Opinion issued July 29, 2004










In The

Court of Appeals

For The

First District of Texas

____________


NO. 01-03-01067-CR

____________


ANNIE N. McLEOD, Appellant


V.


THE STATE OF TEXAS, Appellee





On Appeal from the 228th District Court

Harris County, Texas

Trial Court Cause No. 893825




 

MEMORANDUM OPINION

               After appellant, Annie N. McLeod, pleaded not true to the allegations in the State’s motion to adjudicate guilt, the trial court found the allegations to be true, further found appellant guilty of unauthorized use of a vehicle, and assessed her punishment at confinement for two years in a state jail with a $5000 fine. We affirm.

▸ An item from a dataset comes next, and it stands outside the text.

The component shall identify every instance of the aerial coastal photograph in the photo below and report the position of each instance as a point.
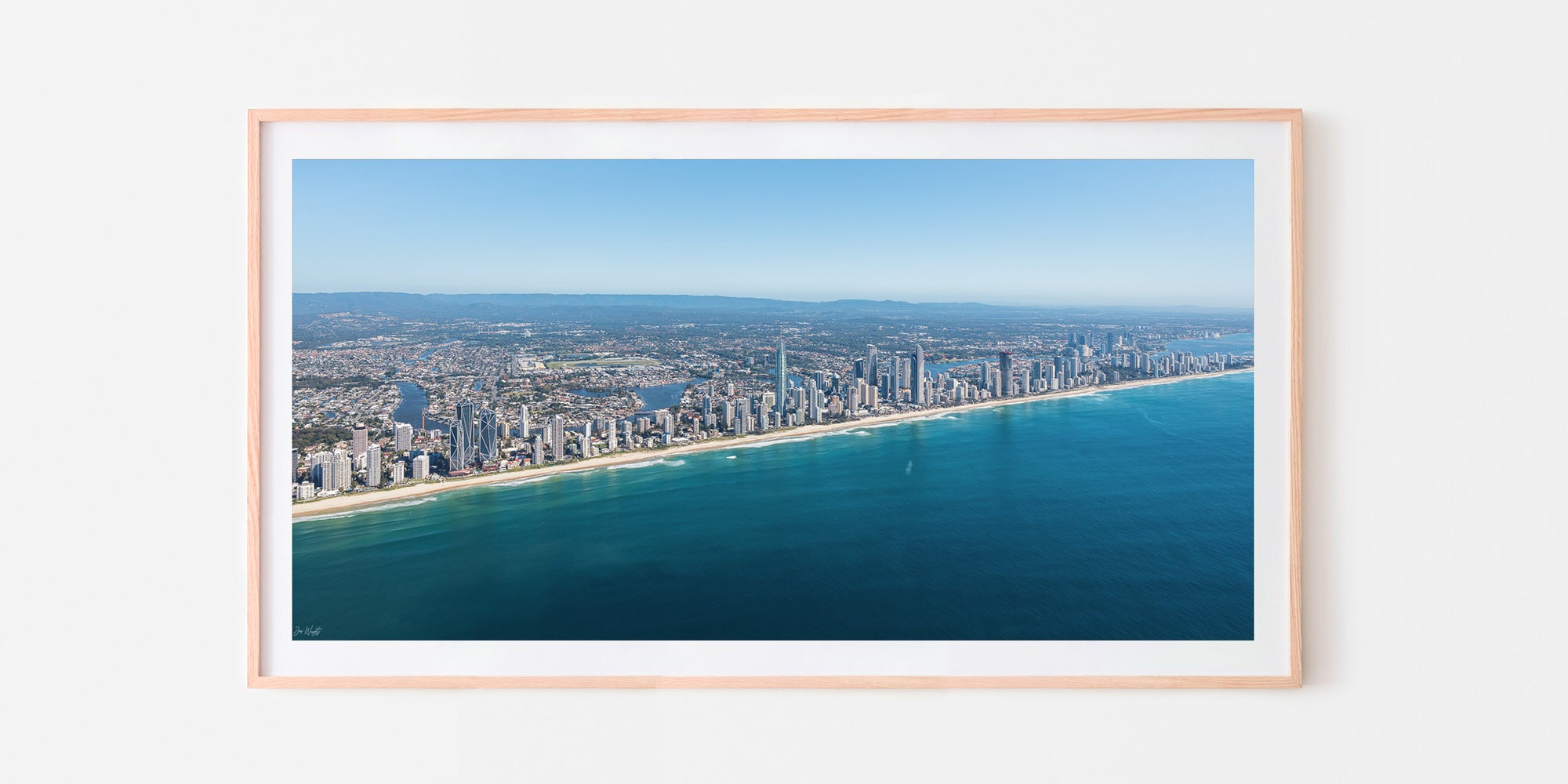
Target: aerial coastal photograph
(772, 401)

               Appellant’s court-appointed counsel filed a motion to withdraw as counsel and a brief concluding that this appeal is without merit. Counsel’s brief meets the requirements of Anders v. California, 386 U.S. 738, 744, 87 S. Ct. 1396, 1400 (1967), by presenting a professional evaluation of the record that demonstrates the lack of arguable grounds of error. See High v. State, 573 S.W.2d 807, 811 (Tex. Crim. App. 1978); Moore v. State, 845 S.W.2d 352, 353 (Tex. App.—Houston [1st Dist.] 1992, pet. ref’d).

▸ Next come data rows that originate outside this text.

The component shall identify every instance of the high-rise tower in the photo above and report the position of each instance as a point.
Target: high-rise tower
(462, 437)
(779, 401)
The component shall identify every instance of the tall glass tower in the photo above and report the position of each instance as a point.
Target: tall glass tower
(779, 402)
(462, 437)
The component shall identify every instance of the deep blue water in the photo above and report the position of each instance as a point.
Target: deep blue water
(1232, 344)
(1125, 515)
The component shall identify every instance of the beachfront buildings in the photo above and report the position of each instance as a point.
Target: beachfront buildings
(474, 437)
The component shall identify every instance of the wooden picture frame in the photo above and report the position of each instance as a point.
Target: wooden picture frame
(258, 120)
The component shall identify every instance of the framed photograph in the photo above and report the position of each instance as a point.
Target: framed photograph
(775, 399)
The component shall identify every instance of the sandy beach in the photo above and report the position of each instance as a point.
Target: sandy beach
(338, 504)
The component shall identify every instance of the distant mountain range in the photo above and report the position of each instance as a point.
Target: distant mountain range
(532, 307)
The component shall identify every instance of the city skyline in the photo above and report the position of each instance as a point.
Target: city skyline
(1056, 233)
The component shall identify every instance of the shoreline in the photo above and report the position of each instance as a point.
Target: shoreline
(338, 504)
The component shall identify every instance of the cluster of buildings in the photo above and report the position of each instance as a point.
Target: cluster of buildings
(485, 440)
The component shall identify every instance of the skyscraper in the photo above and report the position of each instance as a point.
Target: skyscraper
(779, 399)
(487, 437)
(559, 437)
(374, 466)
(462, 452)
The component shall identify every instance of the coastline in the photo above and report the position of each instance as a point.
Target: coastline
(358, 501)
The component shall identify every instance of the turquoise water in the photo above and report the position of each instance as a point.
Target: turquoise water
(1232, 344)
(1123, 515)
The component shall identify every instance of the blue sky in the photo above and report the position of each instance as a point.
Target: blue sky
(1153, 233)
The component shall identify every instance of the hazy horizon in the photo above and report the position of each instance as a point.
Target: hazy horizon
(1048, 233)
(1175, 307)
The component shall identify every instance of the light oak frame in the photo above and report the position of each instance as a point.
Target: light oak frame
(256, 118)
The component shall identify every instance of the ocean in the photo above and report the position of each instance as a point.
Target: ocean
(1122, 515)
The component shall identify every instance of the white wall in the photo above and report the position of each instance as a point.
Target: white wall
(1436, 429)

               Counsel represents that he served a copy of the brief on appellant. Counsel also advised appellant of her right to examine the appellate record and file a pro se brief. See Stafford v. State, 813 S.W.2d 503, 510 (Tex. Crim. App. 1991). More than 30 days have passed, and appellant has not filed a pro se brief. We have carefully reviewed the record and counsel’s brief. We find no reversible error in the record, and agree that the appeal is without merit.

               We therefore affirm the judgment of the trial court.

               We grant counsel’s motion to withdraw. See Stephens v. State, 35 S.W.3d 770, 771 (Tex. App.—Houston [1st Dist.] 2000, no pet.).

PER CURIAM

Panel consists of Justices Taft, Jennings, and Hanks.

Do not publish. Tex. R. App. P. 47.2(b).